La inseguridad íntima les cobró la vida en golpes, maltratos y descuidos a Luciana y Prisila. Las puertas para adentro de sus casas fue su lugar más hostil. Sus madres son retratadas como monstruos por la prensa. Pero hay rastros más allá del espanto. Ellas no son monstruos. Ni diabólicas, como también parecen querer exorcizar de toda responsabilidad social –para hacerla hervir en el infierno de lo ajeno– a la madre de Prisila por su supuesta pertenencia al grupo religioso Ejército de Dios.

Prisila y Luciana son víctimas del maltrato infantil, una forma de violencia que responde a un problema tolerado por las familias, los vecinos o la escuela y que –también– es responsabilidad del Estado. No se trata de un ataque monstruoso, casi extraterrestre y fuera de la órbita social, sino de dos muestras dramáticas de la zona de riesgo en la que crecen muchas niñas y niños.

La abuela de Luciana Rodríguez había pedido su tenencia. Un cuidacoches la llevó a la policía para mostrar que estaba desnutrida y con marcas de abandono. El Estado no actuó. Y, después de su muerte, quedaron imputados seis trabajadores –desde un operador telefónico hasta una psicóloga– de la Dirección de Niñez, Adolescencia y Familia de Mendoza. Más allá del camino procesal, el primer paso de la Justicia muestra que el Estado es responsable por acción o inacción cuando el maltrato acorrala a una niña.

En esta misma semana hubo también ataques de padres hacia sus hijos. Por ejemplo, se conoció que en Córdoba, el 8 de enero, un hombre de 28 años, que ya tenía antecedentes de maltrato infantil contra un hijo le fracturó el fémur y la clavícula a su beba de un mes. Mientras que el 10 de enero, en Santiago del Estero, Hernán Exequiel González, de 33 años, roció con nafta a su pareja, Emilse Maldonado (que murió, finalmente, el 15 de enero después de agonizar), y a su hijo, Felipe González, de un año, que permanece internado en grave estado. Sin embargo, estos casos no tuvieron repercusión en los medios de comunicación ni en la opinión pública.

Las mujeres asesinas generan más efecto indignación. La madre maléfica es un personaje nefasto que se opone a la idea de madre benévola que fomenta la sociedad (cuando, en realidad, la mayoría de las madres no son ni ángeles ni asesinas). Aunque, más allá de las maniobras mediáticas, no se trata de negar las historias que develan las muertes de Prisila y Luciana. La violencia por parte de las propias mujeres contra sus hijas interpela.
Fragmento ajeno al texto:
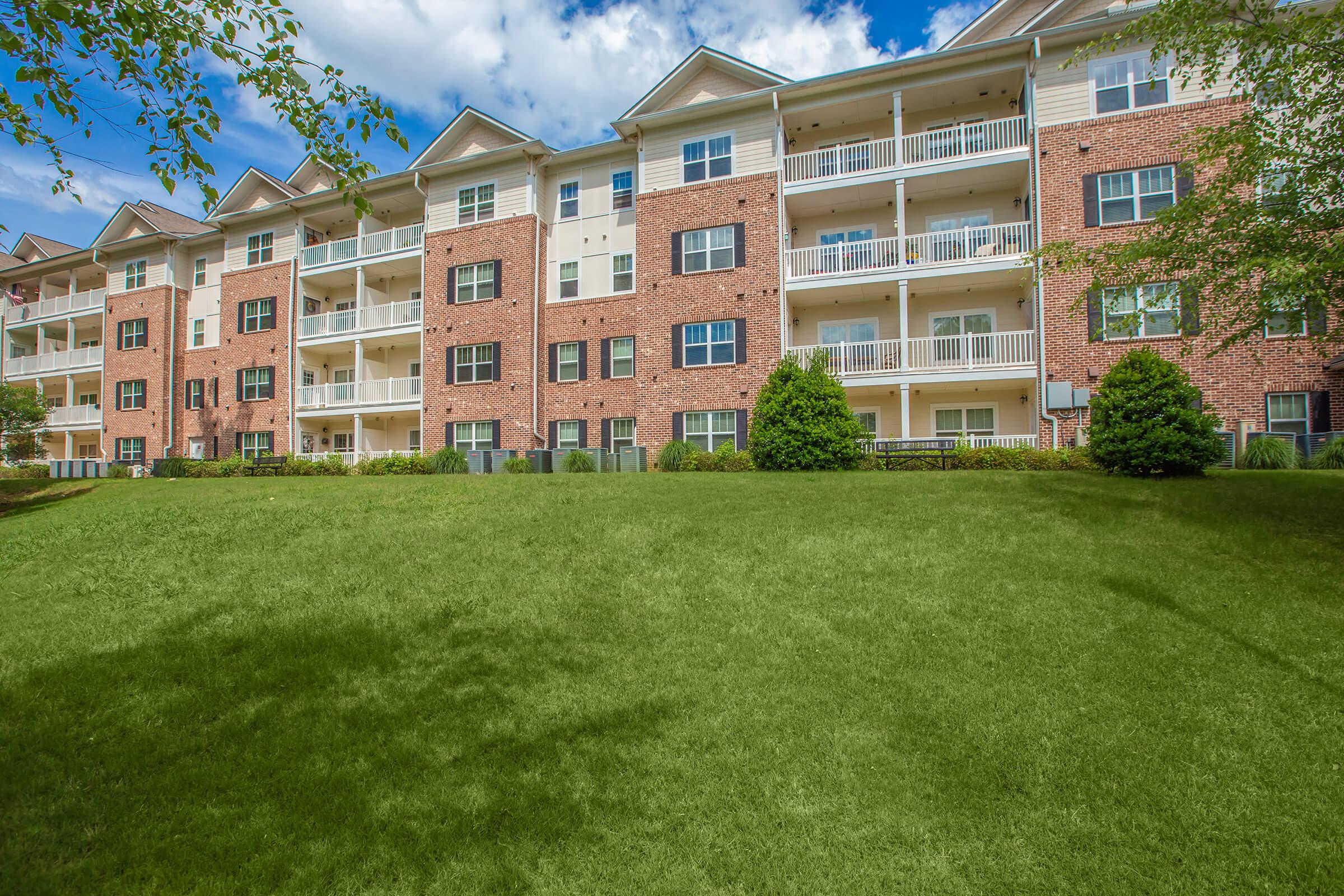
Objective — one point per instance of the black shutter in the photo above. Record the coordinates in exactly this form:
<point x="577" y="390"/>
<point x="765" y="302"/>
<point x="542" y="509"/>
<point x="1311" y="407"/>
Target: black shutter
<point x="1092" y="209"/>
<point x="1319" y="412"/>
<point x="1094" y="315"/>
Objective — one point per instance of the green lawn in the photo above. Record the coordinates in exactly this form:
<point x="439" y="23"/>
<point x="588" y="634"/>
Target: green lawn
<point x="962" y="683"/>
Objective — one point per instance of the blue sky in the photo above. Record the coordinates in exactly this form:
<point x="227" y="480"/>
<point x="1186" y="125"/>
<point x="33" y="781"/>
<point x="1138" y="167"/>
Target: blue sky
<point x="557" y="70"/>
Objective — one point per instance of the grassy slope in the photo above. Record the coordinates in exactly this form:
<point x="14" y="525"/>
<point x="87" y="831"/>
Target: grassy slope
<point x="835" y="683"/>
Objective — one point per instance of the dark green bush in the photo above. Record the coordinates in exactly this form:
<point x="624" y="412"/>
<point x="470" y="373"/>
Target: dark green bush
<point x="1146" y="419"/>
<point x="803" y="421"/>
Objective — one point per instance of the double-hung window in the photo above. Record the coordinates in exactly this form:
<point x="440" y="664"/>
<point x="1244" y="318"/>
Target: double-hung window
<point x="623" y="356"/>
<point x="569" y="199"/>
<point x="707" y="430"/>
<point x="711" y="343"/>
<point x="707" y="249"/>
<point x="261" y="249"/>
<point x="706" y="159"/>
<point x="1151" y="309"/>
<point x="1130" y="82"/>
<point x="136" y="273"/>
<point x="1136" y="195"/>
<point x="476" y="203"/>
<point x="476" y="282"/>
<point x="475" y="363"/>
<point x="475" y="436"/>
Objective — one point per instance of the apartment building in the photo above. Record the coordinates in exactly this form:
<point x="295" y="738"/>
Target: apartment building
<point x="508" y="295"/>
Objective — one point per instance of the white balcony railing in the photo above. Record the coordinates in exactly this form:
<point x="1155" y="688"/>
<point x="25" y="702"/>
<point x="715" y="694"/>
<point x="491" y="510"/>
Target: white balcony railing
<point x="370" y="318"/>
<point x="402" y="390"/>
<point x="74" y="416"/>
<point x="964" y="142"/>
<point x="57" y="305"/>
<point x="53" y="362"/>
<point x="971" y="351"/>
<point x="382" y="242"/>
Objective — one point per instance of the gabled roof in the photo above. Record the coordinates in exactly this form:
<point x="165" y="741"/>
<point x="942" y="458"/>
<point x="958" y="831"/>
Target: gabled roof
<point x="737" y="70"/>
<point x="469" y="122"/>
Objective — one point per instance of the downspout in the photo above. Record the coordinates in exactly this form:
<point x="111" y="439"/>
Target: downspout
<point x="1040" y="284"/>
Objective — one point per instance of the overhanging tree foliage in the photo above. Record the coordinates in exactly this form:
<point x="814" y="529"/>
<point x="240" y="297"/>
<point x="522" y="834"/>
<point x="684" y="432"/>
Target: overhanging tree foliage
<point x="1261" y="235"/>
<point x="85" y="61"/>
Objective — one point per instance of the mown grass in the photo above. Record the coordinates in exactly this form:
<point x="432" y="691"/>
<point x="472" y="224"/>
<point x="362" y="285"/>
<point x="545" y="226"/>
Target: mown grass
<point x="958" y="683"/>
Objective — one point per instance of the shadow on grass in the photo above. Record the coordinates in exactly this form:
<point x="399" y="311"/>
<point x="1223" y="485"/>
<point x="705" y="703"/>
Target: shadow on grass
<point x="314" y="758"/>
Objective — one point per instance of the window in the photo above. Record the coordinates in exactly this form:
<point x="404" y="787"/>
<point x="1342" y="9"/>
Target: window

La violencia en las mujeres

“Las madres suelen ser muy crueles con sus hijas mujeres”, dictamina Cristina Fernández, coordinadora de Chicos Perdidos, dependiente de la Secretaría de Derechos Humanos de la Nación. “Lo vimos, por ejemplo, en una adolescente que eligió ser lesbiana y la madre se ensañó con ella. Sufrió encierros, cadenazos, cortes de pelo. Pero no es una loca aislada, perversa, sin llegar al extremo se ve mucho la violencia como una constante”. La explicación es más profunda: “El patriarcado se encarna en el padre o en la madre. Muchas mujeres también son portadoras del modelo de familia en donde el más fuerte manda y hace lo que quiere con sus hijos”. La violencia machista se ensaña con las mujeres porque hace valer la ley del más fuerte. Pero, en una casa, también esa asimetría de vulnerabilidad y poder entre una adulta y una niña puede mostrar su costado más endeble.
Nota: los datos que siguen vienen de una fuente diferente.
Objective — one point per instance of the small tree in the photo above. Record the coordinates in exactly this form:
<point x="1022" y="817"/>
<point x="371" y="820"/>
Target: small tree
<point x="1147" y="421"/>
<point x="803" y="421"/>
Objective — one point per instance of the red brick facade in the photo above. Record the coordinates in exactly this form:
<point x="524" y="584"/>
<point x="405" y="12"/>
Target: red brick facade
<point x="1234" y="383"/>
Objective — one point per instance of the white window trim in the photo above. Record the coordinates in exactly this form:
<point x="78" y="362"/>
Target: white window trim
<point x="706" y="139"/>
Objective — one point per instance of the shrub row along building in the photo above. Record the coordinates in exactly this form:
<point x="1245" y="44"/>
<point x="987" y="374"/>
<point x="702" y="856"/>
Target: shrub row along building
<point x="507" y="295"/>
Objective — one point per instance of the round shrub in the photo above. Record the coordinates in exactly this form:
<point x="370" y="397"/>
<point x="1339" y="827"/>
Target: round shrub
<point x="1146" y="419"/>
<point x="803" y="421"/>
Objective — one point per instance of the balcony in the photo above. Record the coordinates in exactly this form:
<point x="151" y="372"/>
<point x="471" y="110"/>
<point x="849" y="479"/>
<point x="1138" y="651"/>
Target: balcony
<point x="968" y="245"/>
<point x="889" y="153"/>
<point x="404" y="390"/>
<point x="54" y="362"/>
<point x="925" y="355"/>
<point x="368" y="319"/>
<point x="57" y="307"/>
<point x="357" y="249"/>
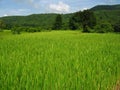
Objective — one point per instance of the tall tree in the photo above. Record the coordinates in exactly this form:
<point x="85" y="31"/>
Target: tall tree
<point x="2" y="25"/>
<point x="86" y="19"/>
<point x="58" y="23"/>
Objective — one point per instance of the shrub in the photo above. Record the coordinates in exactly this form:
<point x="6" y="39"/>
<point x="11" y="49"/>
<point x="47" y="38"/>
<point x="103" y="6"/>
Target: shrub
<point x="103" y="28"/>
<point x="16" y="30"/>
<point x="116" y="27"/>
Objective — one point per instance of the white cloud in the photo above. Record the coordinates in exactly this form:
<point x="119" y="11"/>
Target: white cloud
<point x="5" y="15"/>
<point x="59" y="8"/>
<point x="32" y="3"/>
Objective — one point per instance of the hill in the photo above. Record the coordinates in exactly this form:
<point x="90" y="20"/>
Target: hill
<point x="109" y="13"/>
<point x="106" y="7"/>
<point x="36" y="20"/>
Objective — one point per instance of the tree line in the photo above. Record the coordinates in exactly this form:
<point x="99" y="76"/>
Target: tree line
<point x="83" y="20"/>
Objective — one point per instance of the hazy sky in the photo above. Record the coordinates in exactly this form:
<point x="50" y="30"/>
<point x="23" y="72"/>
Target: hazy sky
<point x="26" y="7"/>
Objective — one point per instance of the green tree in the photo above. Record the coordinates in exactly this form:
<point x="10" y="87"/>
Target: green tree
<point x="103" y="27"/>
<point x="16" y="30"/>
<point x="2" y="25"/>
<point x="86" y="19"/>
<point x="58" y="23"/>
<point x="116" y="27"/>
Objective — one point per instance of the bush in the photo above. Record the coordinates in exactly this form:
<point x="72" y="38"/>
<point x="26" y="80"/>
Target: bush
<point x="16" y="30"/>
<point x="103" y="28"/>
<point x="116" y="27"/>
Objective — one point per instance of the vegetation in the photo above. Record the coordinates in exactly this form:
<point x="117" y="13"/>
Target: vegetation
<point x="103" y="27"/>
<point x="58" y="23"/>
<point x="2" y="25"/>
<point x="59" y="60"/>
<point x="107" y="13"/>
<point x="117" y="27"/>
El encadenamiento de la violencia no tiene justificación. Pero se puede advertir que otra de las razones que redoblan el juicio social ante madres asesinas es que de una madre se espera puro sacrificio. “La maternidad parece sinónimo de abnegación y abnegarse es negarse a sí mismo en beneficio de otro. Y la maternidad no es necesariamente igual para todas las mujeres. Estos casos son excepcionales, pero también muestran al límite lo extremo”, enmarca la abogada Natalia Gherardi, directora ejecutiva de ELA.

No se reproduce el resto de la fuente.